Coach minceur & naturopathe — FruchartÉquilibre
Rééquilibrage alimentaire durable et personnalisé

Intelligence artificielle et diététique : des limites invisibles que l’on ne perçoit qu’avec le recul
L’intelligence artificielle s’est imposée très rapidement comme un outil d’aide à l’information dans de nombreux domaines, y compris en nutrition et en diététique. Elle est rapide, accessible, souvent claire, et donne des réponses structurées qui peuvent rassurer. C’est précisément pour cette raison que ses limites sont parfois difficiles à identifier.
En matière de santé et de comportement alimentaire, le problème ne se situe pas uniquement dans l’erreur ponctuelle. Il réside surtout dans des limites structurelles, plus discrètes, qui ne deviennent visibles qu’avec le temps, l’accumulation et l’absence de suivi réel.
L’un des premiers points concerne l’illusion de personnalisation. Les outils d’intelligence artificielle donnent souvent l’impression de proposer des réponses adaptées à la situation individuelle. Ils reformulent les questions, ajustent le vocabulaire et prennent en compte certaines informations fournies par l’utilisateur. Pourtant, cette personnalisation reste superficielle. L’IA ne suit pas une personne dans la durée, ne détecte pas les micro-dérives progressives, ne perçoit ni la fatigue mentale ni la lassitude, et ne distingue pas toujours un effort sain d’un comportement compensatoire. Elle répond à des instantanés, pas à une trajectoire. Or, en diététique, l’essentiel se joue rarement sur une réponse isolée, mais sur l’évolution dans le temps.

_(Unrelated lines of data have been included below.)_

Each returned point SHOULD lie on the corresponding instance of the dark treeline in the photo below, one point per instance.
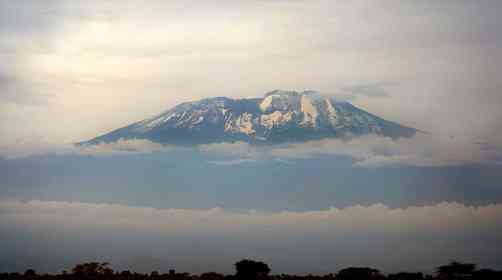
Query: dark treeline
(256, 270)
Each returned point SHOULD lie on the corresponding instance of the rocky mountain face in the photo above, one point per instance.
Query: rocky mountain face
(280, 116)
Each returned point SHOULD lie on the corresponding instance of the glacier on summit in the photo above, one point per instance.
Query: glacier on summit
(280, 116)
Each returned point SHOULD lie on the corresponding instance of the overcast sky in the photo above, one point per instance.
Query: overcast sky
(72, 70)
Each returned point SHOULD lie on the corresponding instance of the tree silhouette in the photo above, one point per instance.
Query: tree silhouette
(251, 270)
(359, 273)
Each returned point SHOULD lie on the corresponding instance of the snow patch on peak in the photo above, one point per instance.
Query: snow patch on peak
(275, 118)
(309, 110)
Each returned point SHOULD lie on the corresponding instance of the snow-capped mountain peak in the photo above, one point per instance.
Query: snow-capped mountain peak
(280, 116)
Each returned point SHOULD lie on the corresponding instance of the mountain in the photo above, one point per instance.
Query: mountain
(280, 116)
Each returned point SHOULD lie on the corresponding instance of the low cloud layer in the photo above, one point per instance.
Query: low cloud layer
(373, 151)
(367, 151)
(339, 237)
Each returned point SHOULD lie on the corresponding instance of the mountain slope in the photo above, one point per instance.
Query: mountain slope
(280, 116)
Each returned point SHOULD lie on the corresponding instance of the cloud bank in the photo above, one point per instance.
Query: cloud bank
(323, 240)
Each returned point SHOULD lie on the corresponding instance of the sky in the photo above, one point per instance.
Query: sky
(72, 70)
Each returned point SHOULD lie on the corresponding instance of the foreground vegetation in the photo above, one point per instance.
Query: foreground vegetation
(255, 270)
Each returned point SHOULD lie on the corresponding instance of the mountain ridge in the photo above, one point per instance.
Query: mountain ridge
(279, 116)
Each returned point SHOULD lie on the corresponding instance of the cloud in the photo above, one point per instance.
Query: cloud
(232, 162)
(420, 236)
(78, 60)
(373, 151)
(120, 147)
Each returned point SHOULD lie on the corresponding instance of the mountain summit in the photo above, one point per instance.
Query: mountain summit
(280, 116)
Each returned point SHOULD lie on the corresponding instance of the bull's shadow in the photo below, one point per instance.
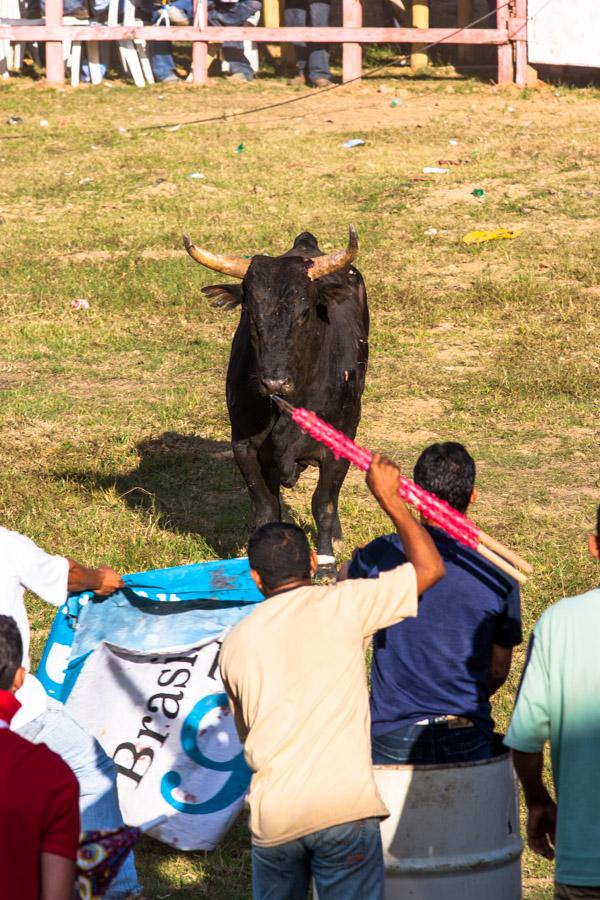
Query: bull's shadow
(192, 485)
(189, 484)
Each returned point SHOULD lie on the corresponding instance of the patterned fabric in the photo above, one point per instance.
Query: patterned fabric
(101, 855)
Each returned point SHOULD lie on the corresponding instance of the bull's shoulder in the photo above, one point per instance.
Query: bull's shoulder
(343, 298)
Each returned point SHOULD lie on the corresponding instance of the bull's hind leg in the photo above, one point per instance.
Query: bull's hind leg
(264, 499)
(325, 507)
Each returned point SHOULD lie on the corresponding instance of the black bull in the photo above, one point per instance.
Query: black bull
(302, 334)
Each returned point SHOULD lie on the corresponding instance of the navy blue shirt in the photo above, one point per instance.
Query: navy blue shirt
(437, 663)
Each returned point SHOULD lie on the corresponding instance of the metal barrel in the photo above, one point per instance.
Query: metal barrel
(453, 831)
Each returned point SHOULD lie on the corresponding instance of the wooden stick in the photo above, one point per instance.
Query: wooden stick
(509, 554)
(501, 564)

À cela s’ajoute l’absence totale de lecture émotionnelle et comportementale. L’alimentation n’est pas un simple calcul de calories ou de macronutriments. Elle est intimement liée aux émotions, au stress, à l’histoire personnelle, aux échecs passés et parfois à des troubles du comportement alimentaire plus ou moins conscients. Une intelligence artificielle ne perçoit ni la culpabilité, ni la rigidité mentale, ni la perte progressive de confiance en soi. Elle peut proposer une réponse logiquement correcte à une situation qui, humainement, nécessiterait au contraire de ralentir, d’ajuster ou de changer complètement d’approche.
Un autre aspect rarement pris en compte est celui de l’accumulation d’erreurs silencieuses. Une approximation ponctuelle n’est généralement pas problématique. En revanche, une succession de petites erreurs, de chiffres approximatifs ou de recommandations légèrement inadaptées peut conduire, à long terme, à des déséquilibres réels. En nutrition, ces dérives progressives peuvent entraîner une restriction non consciente, une perte de repères alimentaires, un sentiment d’échec inexpliqué ou un découragement durable. L’intelligence artificielle ne dispose d’aucun mécanisme interne lui permettant de détecter ces glissements. Elle ne sait ni quand s’arrêter, ni quand remettre en question sa propre logique.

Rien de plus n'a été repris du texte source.